Without headings and landmarks, someone using a screen reader would need to read all the information on the page to determine what is there and which part of the page they need to use. They’d also have to remember much of the page’s content to return to the section of most interest to them, which is cumbersome.
So without headings and landmarks, I’d likely abandon a site and look for a retailer that includes those features. Imagine listening to an audio recording of an entire webpage, realizing what you wanted was actually somewhere in the middle and having to re-listen to half of it all over again to find the part of the page you want. Even worse, imagine doing that now where the headlines and body text run together in what sounds like the same sentence. How long before your patience runs out?
Next on the must-have list are controls—all the interactive elements such as links, buttons, checkboxes and radio buttons. These are frequently images with an underlying function. If you’re sighted, these visual cues are clear; the “Buy Now” button, for example, is self-explanatory.
However, if coded improperly, if the screen reader detects a “Buy Now” button image whose underlying web element is only named image.jpg, that’s what the screen reader will speak! Its intent as a button is lost without the “Buy Now” context. If that’s embedded in an image without alt text or not marked up properly as a button, there’s no way we would know that “image.jpg” equates to a purchase function.
Amazon does a good job of labeling those control images so those of us who can’t see the visual cues can interact with the page. Some people with disabilities cannot use a mouse but they can use a keyboard or technology that allows them to simulate a keyboard.
Amazon tries to ensure that these controls are also keyboard-accessible. For example, because of how the controls are labeled and then spoken to me via the screen reader, I can search for a product without scanning the screen or touching a mouse.

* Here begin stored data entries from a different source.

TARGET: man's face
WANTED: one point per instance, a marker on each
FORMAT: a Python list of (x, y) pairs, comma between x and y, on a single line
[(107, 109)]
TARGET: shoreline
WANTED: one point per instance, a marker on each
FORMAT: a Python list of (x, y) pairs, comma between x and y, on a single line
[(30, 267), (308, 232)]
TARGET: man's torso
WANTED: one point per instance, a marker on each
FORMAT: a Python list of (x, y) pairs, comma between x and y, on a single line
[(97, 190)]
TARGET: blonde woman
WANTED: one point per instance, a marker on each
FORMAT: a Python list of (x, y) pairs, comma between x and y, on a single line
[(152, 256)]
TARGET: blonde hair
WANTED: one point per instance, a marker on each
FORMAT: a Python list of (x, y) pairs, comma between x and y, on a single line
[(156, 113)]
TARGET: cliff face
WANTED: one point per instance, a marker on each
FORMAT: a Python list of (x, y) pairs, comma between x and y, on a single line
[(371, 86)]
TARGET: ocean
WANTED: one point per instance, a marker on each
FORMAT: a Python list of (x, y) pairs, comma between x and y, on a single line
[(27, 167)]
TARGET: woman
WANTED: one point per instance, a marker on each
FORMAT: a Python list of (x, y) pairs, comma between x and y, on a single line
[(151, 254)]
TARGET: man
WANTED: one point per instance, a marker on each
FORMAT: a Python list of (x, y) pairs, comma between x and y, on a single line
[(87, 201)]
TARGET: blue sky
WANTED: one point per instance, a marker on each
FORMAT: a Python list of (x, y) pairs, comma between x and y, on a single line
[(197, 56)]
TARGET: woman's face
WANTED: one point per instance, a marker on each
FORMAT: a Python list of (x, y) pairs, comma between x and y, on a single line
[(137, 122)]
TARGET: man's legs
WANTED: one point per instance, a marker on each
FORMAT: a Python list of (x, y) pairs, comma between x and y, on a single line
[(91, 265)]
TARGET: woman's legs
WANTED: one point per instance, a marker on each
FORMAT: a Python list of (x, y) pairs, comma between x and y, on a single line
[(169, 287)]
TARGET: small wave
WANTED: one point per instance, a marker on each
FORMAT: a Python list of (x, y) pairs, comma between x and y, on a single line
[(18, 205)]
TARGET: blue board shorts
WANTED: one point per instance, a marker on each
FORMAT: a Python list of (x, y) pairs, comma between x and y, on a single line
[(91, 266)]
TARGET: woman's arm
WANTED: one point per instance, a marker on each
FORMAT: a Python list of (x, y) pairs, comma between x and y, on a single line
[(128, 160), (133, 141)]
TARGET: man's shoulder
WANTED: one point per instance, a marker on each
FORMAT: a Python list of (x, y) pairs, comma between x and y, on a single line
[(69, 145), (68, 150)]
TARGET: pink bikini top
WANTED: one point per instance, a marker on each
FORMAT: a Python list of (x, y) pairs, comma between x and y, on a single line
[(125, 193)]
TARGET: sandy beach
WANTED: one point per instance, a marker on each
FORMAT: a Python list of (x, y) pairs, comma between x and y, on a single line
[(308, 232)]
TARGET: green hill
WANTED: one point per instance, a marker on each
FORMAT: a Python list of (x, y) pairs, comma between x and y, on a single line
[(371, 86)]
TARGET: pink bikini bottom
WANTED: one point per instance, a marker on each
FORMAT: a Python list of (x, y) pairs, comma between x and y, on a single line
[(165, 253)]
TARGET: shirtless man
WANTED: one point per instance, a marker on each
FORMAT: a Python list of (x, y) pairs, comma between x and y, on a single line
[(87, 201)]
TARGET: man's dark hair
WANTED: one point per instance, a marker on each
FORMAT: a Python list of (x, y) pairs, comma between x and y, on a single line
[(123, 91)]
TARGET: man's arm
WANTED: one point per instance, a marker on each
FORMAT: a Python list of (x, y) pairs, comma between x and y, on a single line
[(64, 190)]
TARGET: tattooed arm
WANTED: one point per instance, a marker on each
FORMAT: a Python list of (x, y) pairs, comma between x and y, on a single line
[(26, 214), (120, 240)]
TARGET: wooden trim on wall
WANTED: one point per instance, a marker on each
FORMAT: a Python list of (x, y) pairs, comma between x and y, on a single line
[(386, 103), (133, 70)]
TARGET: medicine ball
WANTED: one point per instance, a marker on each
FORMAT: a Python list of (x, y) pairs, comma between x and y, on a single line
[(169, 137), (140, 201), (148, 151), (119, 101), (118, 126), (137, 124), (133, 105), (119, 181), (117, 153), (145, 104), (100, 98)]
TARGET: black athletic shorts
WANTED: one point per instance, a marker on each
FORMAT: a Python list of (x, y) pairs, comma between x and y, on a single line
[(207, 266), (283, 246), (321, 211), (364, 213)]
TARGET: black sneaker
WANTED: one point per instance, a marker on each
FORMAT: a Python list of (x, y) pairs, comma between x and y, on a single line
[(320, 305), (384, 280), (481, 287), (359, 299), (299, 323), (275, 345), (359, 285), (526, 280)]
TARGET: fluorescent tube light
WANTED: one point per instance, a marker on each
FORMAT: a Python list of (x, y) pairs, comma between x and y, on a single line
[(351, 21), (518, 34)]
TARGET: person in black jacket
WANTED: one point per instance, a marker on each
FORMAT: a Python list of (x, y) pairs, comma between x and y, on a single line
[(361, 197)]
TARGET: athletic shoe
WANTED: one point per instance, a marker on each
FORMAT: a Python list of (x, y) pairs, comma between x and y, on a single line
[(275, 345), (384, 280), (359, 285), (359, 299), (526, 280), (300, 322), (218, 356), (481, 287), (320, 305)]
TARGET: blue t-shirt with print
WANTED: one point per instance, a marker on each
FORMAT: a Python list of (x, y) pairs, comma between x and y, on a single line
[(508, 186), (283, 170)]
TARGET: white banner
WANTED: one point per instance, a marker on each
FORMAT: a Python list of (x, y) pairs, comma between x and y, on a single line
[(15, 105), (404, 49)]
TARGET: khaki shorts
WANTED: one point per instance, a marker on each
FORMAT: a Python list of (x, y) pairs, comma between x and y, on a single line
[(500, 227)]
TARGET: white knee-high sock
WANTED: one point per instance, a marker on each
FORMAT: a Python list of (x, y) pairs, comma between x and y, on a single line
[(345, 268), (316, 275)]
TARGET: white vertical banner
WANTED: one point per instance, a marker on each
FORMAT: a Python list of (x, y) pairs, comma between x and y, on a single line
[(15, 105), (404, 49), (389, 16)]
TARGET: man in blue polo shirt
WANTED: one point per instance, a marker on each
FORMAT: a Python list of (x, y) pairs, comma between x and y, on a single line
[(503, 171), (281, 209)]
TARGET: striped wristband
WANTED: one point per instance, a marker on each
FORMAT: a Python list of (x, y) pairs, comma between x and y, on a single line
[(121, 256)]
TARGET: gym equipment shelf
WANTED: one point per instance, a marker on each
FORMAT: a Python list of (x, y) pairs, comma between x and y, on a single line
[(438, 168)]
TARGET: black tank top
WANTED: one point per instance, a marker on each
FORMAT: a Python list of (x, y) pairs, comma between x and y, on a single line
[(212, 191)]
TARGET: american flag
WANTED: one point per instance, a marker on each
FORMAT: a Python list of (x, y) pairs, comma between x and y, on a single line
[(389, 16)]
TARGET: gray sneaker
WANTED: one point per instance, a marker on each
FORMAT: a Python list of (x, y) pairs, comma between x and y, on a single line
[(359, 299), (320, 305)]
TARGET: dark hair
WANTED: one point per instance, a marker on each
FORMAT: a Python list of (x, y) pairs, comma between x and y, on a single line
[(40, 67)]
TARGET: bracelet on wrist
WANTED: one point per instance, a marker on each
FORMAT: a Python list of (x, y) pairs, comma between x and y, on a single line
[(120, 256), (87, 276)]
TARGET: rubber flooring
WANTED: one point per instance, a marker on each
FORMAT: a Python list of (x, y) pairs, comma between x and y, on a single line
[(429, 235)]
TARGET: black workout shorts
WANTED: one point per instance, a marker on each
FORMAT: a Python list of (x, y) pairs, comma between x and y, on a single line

My searches usually provide a lot of results, so I need to use search filters. Amazon makes those filters accessible so people with disabilities can pick their favorite brands or sort the results by average customer rating or some other useful parameter.
This is the most important accessibility feature because it must encompass all the steps involved in completing the purchase: adding it to a shopping cart, designating shipping and payment options, then finally clicking “Buy.” Miss a step and you have a frustrated customer who will leave the site to find somewhere else to shop.
We recently commissioned a survey (conducted by Nucleus Research) showing that blind persons abandon two-thirds of their online purchase transactions. Amazon is one of a minority that actually gets this right.
Back to my niece’s T-shirt: Partnering with my screen reader I used the accessible search feature on Amazon, and was able to locate the product easily. Using the keyboard and screen reader, I was able to pick the right size and even the right color. I added it to a shopping cart and went through the process of choosing where I wanted to ship the item and the delivery and payment option. Headings, landmarks, accessible controls and processes all played a part in this process.
Now you have an idea of why accessibility plays a vital role in retail sites, and another reason why Amazon is such a dominant force in ecommerce.
While people with disabilities also care about things like cost and quality, accessibility determines what options are available to us and with whom we do business. Show us you care about our business and you may have a lifelong customer. Making accessibility a priority will help you get a share of our nearly $7 billion marketplace.
Tim Harshbarger is senior accessibility consultant at Deque Systems, which provides website accessibility software and consulting services.